Irene rolled her eyes.

“All practice,” she said.

Ana did not understand the remark.

“Well, Abe's a good listener. It was one of the things that made me fall in love with him, believe it or not. The other boys I knew growing up, no matter how handsome or well-to-do or intelligent, whenever I spoke, me or any girl, I could see a kind of light going off in their eyes, like they already knew what I was going to say and knew
it wouldn't be anything too interesting and now had to wait patiently until I finished saying it. It was like they were already thinking more about what they wanted to say next than about the words coming out of my mouth. It was so common, I thought it must just be the way men were. My father and brothers were the same. Abe was the first man I ever met who was different. I could be telling him about what kind of toast I had for breakfast, and he'd be hanging on every word as though I were reciting a poem. And whatever I told him, he wanted to know more, more, always more. Why did I think what I thought about this or that? How'd I arrived there? If I made some grand statement or pronouncement, he'd ask for an example. He knew when I was contradicting myself or exaggerating even before I did. It made me lose my head, to be listened to like that. Everyone told me to run the other way, said I could find a man with smoother edges. But I saw it different. I thought, handsome men get old and ugly. They go bald and grow hair out their ears and nose. Rich men can go broke. The smartest men can sometimes be the cruelest. But a man who listens. How could that be wrong? Who could ever take that from me?”

“No one,” Ana admitted.

Irene gathered up the silver to be brought back to the cabinet. “Enough of all this,” she said. Then, “Listen, some friends of ours invited us up to Old Forge next weekend. Won't you come with us? There will be swimming, boating. It's so beautiful. We'll all go.”

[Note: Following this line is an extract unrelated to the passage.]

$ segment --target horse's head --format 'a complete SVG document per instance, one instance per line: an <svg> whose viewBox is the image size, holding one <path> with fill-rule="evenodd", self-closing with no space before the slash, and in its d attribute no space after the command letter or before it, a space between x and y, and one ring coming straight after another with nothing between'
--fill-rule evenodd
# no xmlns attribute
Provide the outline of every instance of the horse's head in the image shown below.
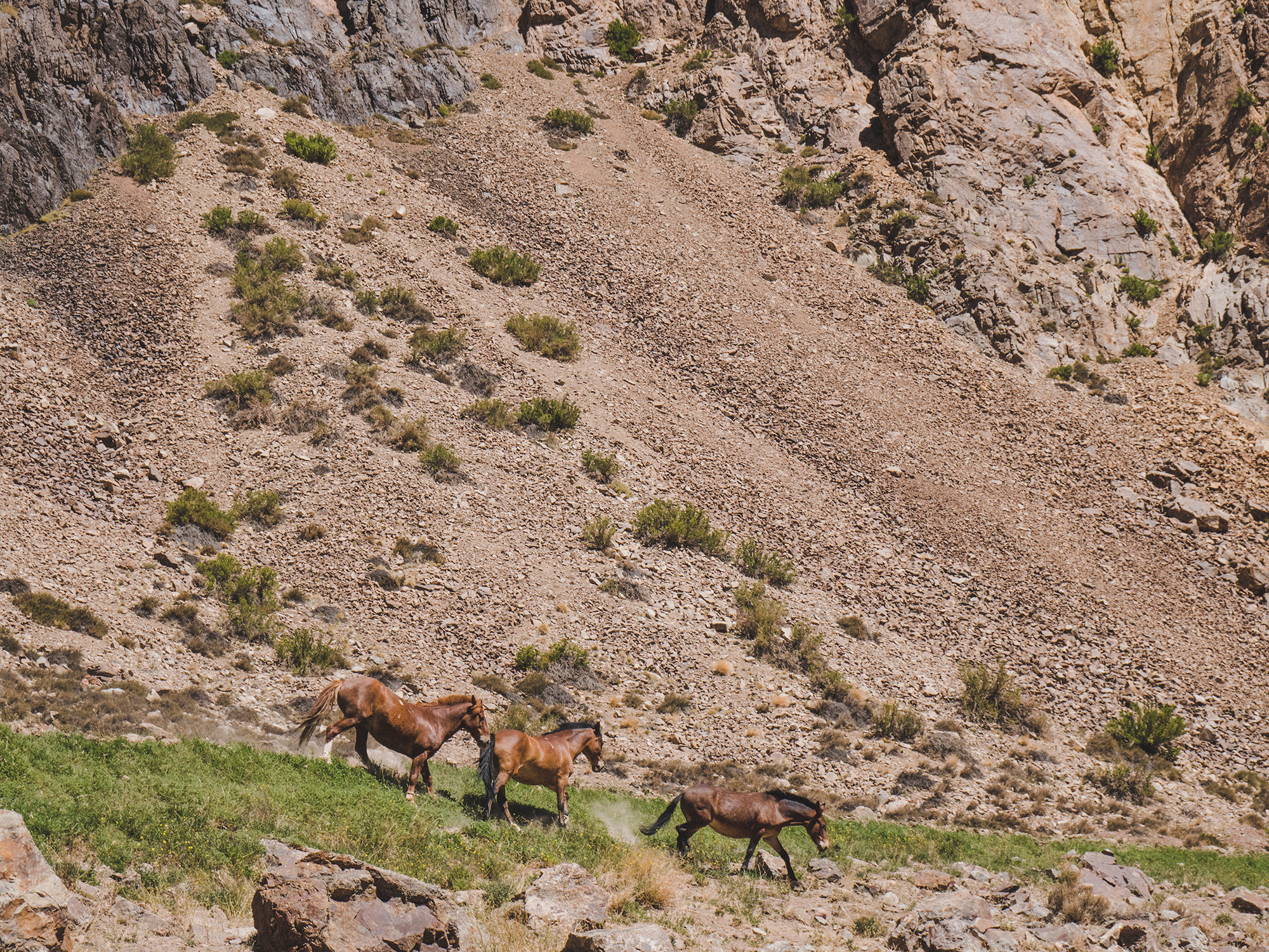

“I can barely swim,” Ana said. “I don't even own a bathing suit.”

Irene scowled. Ana knew then she was doomed for the lake.

“We'll jump off that bridge when we get there.”

Ana smirked, then frowned.

“Sorry, sorry. I forget everyone everywhere doesn't use the same expressions I do.”

“Do not ever apologize, Irene,” said Ana. “Never. For nothing. I, however, need to go into town, and for that I am sorry because I have truly enjoyed sitting with you.”

“Not to worry,” she said. “I was just on my way to the Boston Store to pick up a few things for myself. The silver's as polished as it's ever going to get. Now where are you off to?”

“The druggist,” said Ana.

“Lutzenkirchen's?” said Irene. “I need to be down the street from his shop in half an hour. Let me drive you. Please.”

As disarming as talking had been, the idea of getting into a car with Irene suggested an intimacy Ana was not prepared for. But Irene was already at the door, her coat on, Ana's in her hand.

And so Ana found herself rolling through Utica in the Auers' Oldsmobile. Irene drove slowly and tentatively, aware of the car's massiveness, its potential for easy destruction. Cars going in the opposite direction veered to the side of the road when they passed, even though Irene stayed well within her side. The car was like an expression not of wealth or tumescence but of one's unending uncertainty of existence. Irene piloted cautiously, cautiously, saying little. As they approached the drugstore, with her eyes fixed on the road, she said, “You've had trouble sleeping? I did hear you leaving the other night. Abe went with you, didn't he?”